Les Etats envisagent plus sérieusement de développer les technologies de captage et de stockage du dioxyde de carbone (CSC), afin de limiter la pollution liée à la consommation d’énergie et à l’activité industrielle. Le projet européen GeoCapacity prévoit la possibilité d’enfouir 300 milliards de tonnes de CO2 sous le sol européen, dans des puits de pétrole, des réservoirs à gaz ou des cavités géologiques. Cependant, l’objectif de monter 12 centrales pilotes à cet effet d’ici 2015, est « irréaliste », en l’état actuel, selon les Etats, qui sont chargés de porter des projets de CSC au niveau européen. Le projet de communication, consulté par Euractiv Bruxelles, envisage de faire évoluer la législation actuelle. S’il est approuvé, il obligerait la Commission à préparer une analyse d’impact et des propositions législatives avant 2014. Une consultation publique serait également lancée.
Pas assez d’incitations financières
Les projets de stockage et de captage sur le territoire européen devaient être financés par la vente de bons d’émissions de CO2 (programme NER300), et appuyés par la BEI. Ce dispositif devait attirer les investissements privés.

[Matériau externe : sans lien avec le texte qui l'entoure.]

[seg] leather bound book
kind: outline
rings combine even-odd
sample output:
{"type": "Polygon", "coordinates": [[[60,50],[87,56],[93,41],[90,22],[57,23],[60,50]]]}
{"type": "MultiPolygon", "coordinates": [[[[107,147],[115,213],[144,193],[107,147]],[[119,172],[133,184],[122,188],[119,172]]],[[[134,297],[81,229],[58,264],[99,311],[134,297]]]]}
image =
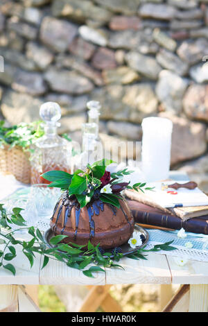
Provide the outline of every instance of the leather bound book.
{"type": "Polygon", "coordinates": [[[180,230],[193,233],[208,234],[208,215],[183,221],[173,214],[164,213],[137,200],[128,200],[135,223],[172,230],[180,230]]]}

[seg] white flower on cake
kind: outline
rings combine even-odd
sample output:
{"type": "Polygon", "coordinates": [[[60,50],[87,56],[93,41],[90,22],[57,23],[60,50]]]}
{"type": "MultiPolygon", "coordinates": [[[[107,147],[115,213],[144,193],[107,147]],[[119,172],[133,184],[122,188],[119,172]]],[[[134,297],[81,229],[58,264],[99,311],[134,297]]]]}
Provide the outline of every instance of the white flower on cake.
{"type": "Polygon", "coordinates": [[[187,259],[187,258],[180,258],[179,257],[175,257],[174,260],[175,264],[177,264],[177,265],[180,266],[184,266],[188,261],[188,259],[187,259]]]}
{"type": "Polygon", "coordinates": [[[193,243],[191,241],[186,242],[185,243],[185,247],[187,248],[192,248],[193,247],[193,243]]]}
{"type": "Polygon", "coordinates": [[[101,190],[101,193],[112,194],[112,189],[110,187],[110,183],[108,185],[106,185],[105,186],[103,187],[103,188],[101,190]]]}
{"type": "Polygon", "coordinates": [[[140,237],[141,232],[134,232],[132,237],[128,241],[131,248],[135,249],[136,247],[142,245],[142,241],[140,237]]]}
{"type": "Polygon", "coordinates": [[[180,239],[184,239],[187,237],[187,234],[186,234],[184,229],[183,229],[182,228],[180,229],[180,231],[178,231],[177,235],[177,237],[180,239]]]}

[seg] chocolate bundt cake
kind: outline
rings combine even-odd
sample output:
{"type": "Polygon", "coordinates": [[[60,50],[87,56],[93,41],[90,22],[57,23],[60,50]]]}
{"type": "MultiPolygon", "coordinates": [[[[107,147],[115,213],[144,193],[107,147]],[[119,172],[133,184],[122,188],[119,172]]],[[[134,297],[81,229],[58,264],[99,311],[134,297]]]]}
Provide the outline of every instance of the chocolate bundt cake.
{"type": "Polygon", "coordinates": [[[92,199],[80,207],[74,195],[64,191],[57,203],[51,227],[55,235],[67,235],[63,242],[94,246],[104,249],[118,247],[127,242],[134,230],[134,218],[124,199],[119,199],[120,208],[92,199]]]}

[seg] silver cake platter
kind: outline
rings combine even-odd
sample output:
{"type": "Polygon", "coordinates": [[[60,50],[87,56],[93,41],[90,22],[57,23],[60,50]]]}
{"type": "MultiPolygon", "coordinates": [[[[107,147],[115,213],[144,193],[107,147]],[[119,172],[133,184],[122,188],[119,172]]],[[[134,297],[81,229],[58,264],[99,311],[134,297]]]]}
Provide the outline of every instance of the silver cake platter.
{"type": "MultiPolygon", "coordinates": [[[[125,243],[123,243],[123,245],[121,246],[119,246],[119,248],[121,249],[122,252],[121,253],[123,255],[123,256],[126,256],[127,255],[130,255],[130,254],[133,254],[134,252],[135,252],[137,250],[138,250],[138,249],[140,249],[141,248],[144,248],[146,246],[148,240],[149,240],[149,234],[148,233],[148,232],[144,229],[143,228],[141,228],[141,226],[135,224],[135,230],[134,230],[134,232],[139,232],[141,233],[141,234],[143,234],[144,236],[144,241],[142,243],[142,245],[141,246],[139,246],[138,247],[136,247],[135,248],[132,248],[130,247],[130,246],[128,244],[128,242],[126,242],[125,243]]],[[[53,246],[53,245],[51,245],[50,243],[50,239],[54,237],[54,234],[52,231],[52,230],[50,228],[49,230],[47,230],[44,234],[44,242],[46,243],[46,245],[50,248],[54,248],[55,247],[55,246],[53,246]]],[[[60,251],[61,252],[62,252],[61,250],[58,250],[58,251],[60,251]]],[[[110,249],[106,249],[106,252],[110,252],[110,249]]],[[[113,258],[114,257],[114,255],[112,255],[112,256],[110,256],[111,258],[113,258]]]]}

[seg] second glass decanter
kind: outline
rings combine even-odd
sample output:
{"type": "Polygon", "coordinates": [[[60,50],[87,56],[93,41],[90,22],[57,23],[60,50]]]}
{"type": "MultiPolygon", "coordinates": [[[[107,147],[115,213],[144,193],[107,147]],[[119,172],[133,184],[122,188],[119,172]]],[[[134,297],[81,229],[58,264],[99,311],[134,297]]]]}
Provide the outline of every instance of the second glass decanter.
{"type": "Polygon", "coordinates": [[[71,173],[71,144],[58,135],[58,121],[61,117],[60,105],[46,102],[40,109],[40,115],[45,124],[44,135],[37,140],[31,155],[31,183],[50,183],[40,175],[52,170],[71,173]]]}

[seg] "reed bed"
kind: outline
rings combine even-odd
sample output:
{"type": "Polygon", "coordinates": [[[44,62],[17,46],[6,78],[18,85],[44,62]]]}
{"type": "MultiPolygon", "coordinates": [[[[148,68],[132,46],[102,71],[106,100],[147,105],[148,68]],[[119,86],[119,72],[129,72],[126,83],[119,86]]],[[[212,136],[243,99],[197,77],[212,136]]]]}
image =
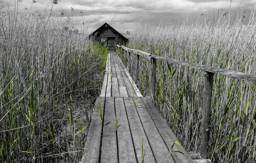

Mais le prix de la tonne de carbone, aujourd’hui à 6, 4 €, est trop bas. Sans un prix de 40 à 75 € la tonne, « il n’y a aucune raison rationnelle pour les opérateurs économiques d’investir dans le CSC », précise le document de l’UE. Certains projets ont été annulés en Europe, notamment aux Pays-Bas, en Finlande et en France. Le porte-parole de Shell, Wim van de Wiel, souligne que le programme NER 300, auquel le géant néerlandais de l’énergie est favorable, souffre d’un manque de volonté des Etats membres de contribuer à 50% des investissements. « Il est opportun pour les décideurs politiques et le secteur de débattre de la nécessité de mesures supplémentaires limitées dans le temps afin de faire avancer le CSC en Europe », ajoute-t-il.
Plafonds obligatoires
Pour les Etats, « il est irréaliste d’assumer que le secteur dégagera les investissements adéquats pour les projets de CSC ». Il faut notamment adapter le système d’échange de quotas d’émissions de CO2 européen. Par exemple en fixant des limites d’émissions de carbone aux entreprises énergétiques et éventuellement aux industries à forte consommation d’énergie. Dans l’Etat américain de l’Illinois, les entreprises énergétiques devront par exemple tirer 5% de leur électricité d’une source d’énergie sans charbon d’ici 2015 et 25% d’ici 2025. Le document européen suggère également un système de certificat obligatoire de CSC, qui serait « parfaitement aligné sur le système ETS » et le principe du « pollueur payeur ». En Norvège, un pays non membre de l’UE, ce système est déjà en place, et le pays accueille actuellement deux des 20 projets pilotes mondiaux de CSC.
Oppositions
La Commission européenne discute du projet de l’UE, mais des fonctionnaires de la direction générale du climat s’y opposent. Ils affirment, contrairement aux Etats membres, que le système d’échange de quotas d’émissions (ETS) devrait être le moteur principal des investissements dans le CSC. La capture du carbone pose problème aux défenseurs de l’environnement, car favoriser son développement équivaudrait à soutenir en réalité une exploitation accrue des réserves en ressources fossiles, notamment par la récupération assistée du pétrole (RAP) ou le pompage de carbone liquéfié dans des puits de pétrole ou des gisements de gaz. Une tendance que des entreprises de CSC ont confirmée à EurActiv Bruxelles. Le document de l’UE indique pourtant explicitement que le « RAP ne peut jamais être le moteur principal de l’utilisation de CSC ». La capture de carbone rencontre par ailleurs l’opposition de certaines opinions publiques. En Allemagne et en Pologne des manifestations ont eu lieu contre la transposition de la directive, prévue pour 2011.
Nécessité
Si la combustion des carburants fossiles se poursuit au même niveau, sans le CSC, l’UE sera incapable d’atteindre son objectif de décarbonisation d’ici 2050. Pour Sanjeev Kumar, l’associé principal d’E3G, un cabinet de conseil sur l’environnement, la récupération assistée du pétrole « est un enjeu à court terme ». « Nous voulons utiliser le CSC pour réduire notre impact sur le climat. Nous examinons [des méthodes] de stockage du CO2 en toute sécurité et prouvons que la technologie fonctionne. Nous pouvons ensuite la vendre aux principaux pays en développement comme la Chine et l’Inde. » Aujourd’hui, beaucoup de chemin reste à parcourir pour relever le défi des émissions de carbone. « La réalisation d’un plus petit nombre de projets sera un défi encore plus grand », peut-on lire dans le document. La communication sera rendue publique courant 2013, ainsi qu’un rapport de la Commission sur la transposition de la directive actuellement en vigueur.